This directory is the operational contract for AI agents working on WebLogcat. Each agent that reads it is also expected to improve it — when you discover a non-obvious gotcha, a missing convention, or a class of bug other agents have hit, fold the learning back in. The directory only stays useful if it grows with the codebase.

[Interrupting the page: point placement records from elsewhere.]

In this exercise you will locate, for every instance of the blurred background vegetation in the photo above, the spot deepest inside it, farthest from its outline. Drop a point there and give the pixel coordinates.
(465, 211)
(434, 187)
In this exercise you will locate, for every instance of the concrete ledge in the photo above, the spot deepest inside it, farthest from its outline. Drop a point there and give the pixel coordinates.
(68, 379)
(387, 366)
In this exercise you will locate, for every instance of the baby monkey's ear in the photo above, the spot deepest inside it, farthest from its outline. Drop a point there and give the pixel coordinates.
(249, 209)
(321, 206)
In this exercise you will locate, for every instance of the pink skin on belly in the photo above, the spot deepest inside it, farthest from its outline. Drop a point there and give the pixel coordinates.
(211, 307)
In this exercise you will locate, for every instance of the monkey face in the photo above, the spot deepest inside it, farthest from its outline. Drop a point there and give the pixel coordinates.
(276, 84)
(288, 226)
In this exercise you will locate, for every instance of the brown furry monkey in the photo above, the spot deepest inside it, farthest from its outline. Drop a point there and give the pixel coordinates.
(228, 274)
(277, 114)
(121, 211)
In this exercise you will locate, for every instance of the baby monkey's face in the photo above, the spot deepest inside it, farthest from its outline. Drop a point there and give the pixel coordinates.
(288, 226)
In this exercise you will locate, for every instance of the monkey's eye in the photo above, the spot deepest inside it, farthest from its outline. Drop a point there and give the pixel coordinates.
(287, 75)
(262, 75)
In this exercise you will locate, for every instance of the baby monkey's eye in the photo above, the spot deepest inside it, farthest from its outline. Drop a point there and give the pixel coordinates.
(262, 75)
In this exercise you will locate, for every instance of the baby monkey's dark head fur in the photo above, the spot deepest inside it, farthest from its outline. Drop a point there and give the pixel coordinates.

That said: an unmaintained bots/ directory rots faster than user docs because every agent that reads it is also a potential editor. The rules below are guard-rails against the room collapsing.

When to update

Update bots/ when any of the following is true:

  • You hit a non-obvious gotcha (a selector that needed special handling; a hook that fires twice in dev; a build flag whose default differs between local and CI). Future agents will hit it too. Fold it into the relevant file.
  • You discover a convention the existing docs don't mention — e.g. "Settings modals always use this hook" — and you have at least three concrete examples in src/ to back it up.
  • You add a new piece of agent-runnable infrastructure (a new npm script, a new contract file, a deploy step that requires manual setup). Document it next to the existing equivalents.
  • You find a stale or wrong claim and replace it with the corrected version (preferring edit over append + contradict).

Do not update bots/ when:

  • You're tempted to record a one-off observation or a personal preference.
  • The "rule" you'd be writing only applied to the specific PR you just shipped (e.g. "in PR #42 we did X" is not a contract).
  • It's user-facing — that belongs in features/.
  • It's contributor-facing prose for humans — that belongs in devs/.

When to remove or trim

bots/ decays if it only ever grows. A shorter, accurate directory is worth more than a long, decaying one — be willing to delete, not just rewrite. Remove or trim content when any of the following is true:

  • The claim is wrong. A directive contradicts the code as it ships today. Read the code; either fix it to match the doc, or delete the doc. Don't leave both versions in place hoping a reviewer notices.
  • The advice is obsolete. A "watch out for X" warning whose underlying cause has been fixed (a dependency upgrade, a refactor, a deprecated API removed). Future agents will read it and waste effort handling a problem they don't have.
  • The "rule" was always a one-off. A line that documents a specific PR's choice rather than a general invariant. ("In PR #42 we used Y" — delete.) The git history is the right place for those.
  • It's duplicated. The same directive appears in two files. Keep one canonical copy; replace the other with a one-line pointer (see [X](./x)) or delete entirely if the pointer adds nothing.
  • The matching code was removed. A widget contract section references a deleted helper or a CSS class no widget carries any more. The doc must follow.
  • The page exceeded its budget for a non-load-bearing reason. Tangents, rationale paragraphs, "by the way" notes that aren't contracts — fair game for cutting. Keep imperative directives; cut explanatory prose if it isn't earning its lines.
  • A previous agent made it worse. See the recovery section below.

How to remove safely:

  1. Check the protected directives list first. If what you're about to remove is on it, stop — restore from git history instead and flag in the PR. If what you're removing is itself a protected-directive entry, it must not leave; only the content describing that entry can be edited for clarity.
  2. Grep for inbound links. A directive may be referenced by CLAUDE.md, devs/docs-conventions.md, or a sibling page in bots/. Update or remove those references in the same diff so the docs site doesn't ship dead links.
    bash
    git grep -n 'old-thing'
  3. Prefer edit over delete-and-rewrite. If a directive needs sharpening, edit it in place — don't add a contradicting one below and leave the original. git log -p docs/bots/<file>.md should read as a coherent series of refinements, not a stack of half-corrected positions.
  4. Summarise the cut in the PR description. One line, e.g. Removed obsolete WebUSB-on-localhost note — fixed in @yume-chan/adb 2.6. Reviewers can't catch silent regressions in agent contracts otherwise.
  5. If you're unsure, ask. Removal is harder to undo than addition — when in doubt, surface the call to the user rather than guessing.

Where to write

Append to an existing file before creating a new one. Each file in bots/ covers a stable concern (the widget contract; doc-sync; test-sync; the screenshot pipeline; this page). Almost every learning fits inside one of those. New files multiply the surface a future agent has to scan before it can act — keep the directory small.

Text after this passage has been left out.